The story revolves around what really happened the day (or was it night? The mind fails me once again) Tommy and his two pals went out to Devil’s Rock to do something . . . Tommy’s two buddies returned home safe and sound but Tommy did not. Now it’s up to Tommy’s mom to piece together exactly what happened. When Tommy’s diaries pages start appearing out of the ether she begins to question everything.

 

And I don’t blame her. I really felt compassion for Tommy’s mom. She was a well written character and even had some realistic flaws, eventually breaking down and losing her cool. I loved to read that. It made the story come alive for me.

 

Basically, the story is one long, slow reveal of what happened prior to that fateful day (evening?) at Devil’s Rock. It’s set in the present day but the past is shown via the diary entries and through flashbacks. I’m not going to give it away. If you want to know, you’ll have to read the book.

 

It’s an enjoyable thriller only marred by too much inane and repetitive dialogue between the boys. They are teenagers and their conversations go a little like this, a little too often for my liking.

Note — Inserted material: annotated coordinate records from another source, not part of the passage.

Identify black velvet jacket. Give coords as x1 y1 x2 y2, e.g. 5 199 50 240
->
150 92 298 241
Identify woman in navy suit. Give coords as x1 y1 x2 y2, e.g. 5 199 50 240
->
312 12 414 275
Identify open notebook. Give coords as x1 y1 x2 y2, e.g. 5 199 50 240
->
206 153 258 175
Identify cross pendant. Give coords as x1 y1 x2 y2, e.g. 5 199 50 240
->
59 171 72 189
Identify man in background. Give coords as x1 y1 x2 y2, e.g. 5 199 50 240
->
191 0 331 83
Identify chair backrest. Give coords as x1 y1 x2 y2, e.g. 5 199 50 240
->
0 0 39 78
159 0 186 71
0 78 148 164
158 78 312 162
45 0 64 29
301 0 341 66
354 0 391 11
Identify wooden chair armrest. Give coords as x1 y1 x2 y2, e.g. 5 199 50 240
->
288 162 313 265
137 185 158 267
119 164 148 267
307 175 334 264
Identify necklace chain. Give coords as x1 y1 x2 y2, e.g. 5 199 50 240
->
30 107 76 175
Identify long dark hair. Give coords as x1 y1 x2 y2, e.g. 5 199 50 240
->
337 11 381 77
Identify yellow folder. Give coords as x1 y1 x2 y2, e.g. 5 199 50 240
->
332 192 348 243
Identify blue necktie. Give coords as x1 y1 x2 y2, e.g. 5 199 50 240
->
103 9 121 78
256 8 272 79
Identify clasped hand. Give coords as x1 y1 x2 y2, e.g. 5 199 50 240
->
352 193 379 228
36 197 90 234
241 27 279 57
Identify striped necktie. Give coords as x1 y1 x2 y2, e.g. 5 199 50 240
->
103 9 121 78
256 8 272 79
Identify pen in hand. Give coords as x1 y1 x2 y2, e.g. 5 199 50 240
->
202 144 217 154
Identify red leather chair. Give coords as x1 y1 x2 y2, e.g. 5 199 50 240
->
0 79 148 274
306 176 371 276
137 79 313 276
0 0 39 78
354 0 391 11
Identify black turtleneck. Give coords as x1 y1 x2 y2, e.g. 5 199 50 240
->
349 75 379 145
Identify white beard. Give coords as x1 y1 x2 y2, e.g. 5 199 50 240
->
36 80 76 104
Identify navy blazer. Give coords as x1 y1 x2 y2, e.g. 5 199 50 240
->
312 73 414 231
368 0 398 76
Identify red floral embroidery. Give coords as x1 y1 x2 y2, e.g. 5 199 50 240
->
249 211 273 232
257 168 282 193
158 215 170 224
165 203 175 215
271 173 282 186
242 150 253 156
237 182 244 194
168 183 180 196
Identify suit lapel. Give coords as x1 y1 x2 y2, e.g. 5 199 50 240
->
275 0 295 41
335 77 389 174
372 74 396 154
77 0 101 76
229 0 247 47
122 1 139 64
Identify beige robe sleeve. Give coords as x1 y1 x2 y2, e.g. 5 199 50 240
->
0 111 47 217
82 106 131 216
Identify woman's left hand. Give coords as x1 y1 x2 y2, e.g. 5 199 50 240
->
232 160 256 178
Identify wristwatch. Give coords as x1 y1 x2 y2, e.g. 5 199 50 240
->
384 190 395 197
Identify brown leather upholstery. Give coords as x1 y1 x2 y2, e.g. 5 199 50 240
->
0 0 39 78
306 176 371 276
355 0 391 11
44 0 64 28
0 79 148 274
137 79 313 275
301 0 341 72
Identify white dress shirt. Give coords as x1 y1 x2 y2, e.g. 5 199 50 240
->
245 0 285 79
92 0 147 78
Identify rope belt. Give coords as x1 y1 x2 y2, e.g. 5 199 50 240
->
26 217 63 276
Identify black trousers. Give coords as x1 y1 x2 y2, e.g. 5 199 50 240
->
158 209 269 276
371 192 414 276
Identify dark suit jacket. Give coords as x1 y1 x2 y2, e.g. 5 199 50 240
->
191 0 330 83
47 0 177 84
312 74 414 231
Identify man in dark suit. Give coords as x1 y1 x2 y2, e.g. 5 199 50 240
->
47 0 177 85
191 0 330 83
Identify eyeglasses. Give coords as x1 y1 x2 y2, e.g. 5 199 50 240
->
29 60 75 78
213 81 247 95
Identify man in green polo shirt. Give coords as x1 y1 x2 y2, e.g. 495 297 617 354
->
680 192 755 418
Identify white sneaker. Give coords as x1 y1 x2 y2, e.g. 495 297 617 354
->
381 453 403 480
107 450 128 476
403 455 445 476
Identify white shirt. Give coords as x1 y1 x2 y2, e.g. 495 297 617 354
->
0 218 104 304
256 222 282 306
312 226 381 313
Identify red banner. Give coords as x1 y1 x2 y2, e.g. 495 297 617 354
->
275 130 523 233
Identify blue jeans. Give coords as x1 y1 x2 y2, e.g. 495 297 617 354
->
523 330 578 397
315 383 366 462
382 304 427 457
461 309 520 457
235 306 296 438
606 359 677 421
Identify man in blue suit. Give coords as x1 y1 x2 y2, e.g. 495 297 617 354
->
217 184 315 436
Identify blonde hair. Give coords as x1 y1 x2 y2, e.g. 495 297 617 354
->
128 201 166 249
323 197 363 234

Josh: Anyone up for Mindcraft?

 

Luis: Mindcraft is AWESOME man but dad says I need to get homework done tonight.

 

Tommy: Your dad is such a Hard-o! (I did not mean hard-on pervy spellcheck)

 

Josh: Chirps!

 

They have their own lingo, which is normal for most teen boys, but that doesn’t mean it’s fun to read and, believe me, it's even less fun to listen to. Almost immediately that lingo annoyed me and when the boys were together it never let up.

 

The narrator, Erin Bennett, does a decent job with the work but she's just a little too polished at times and I did feel pulled out of the story on a few occasions, especially when she calls out a name before speaking their dialogue. I’m not sure if it was a narrator choice or if the book was written that way but it was off-putting and strange.

 

The actual mystery is doled out slowly as it should be, I take no issue with that. I only wish the book had been pruned a bit where the silly conversations and sometimes repetitive scenes were involved.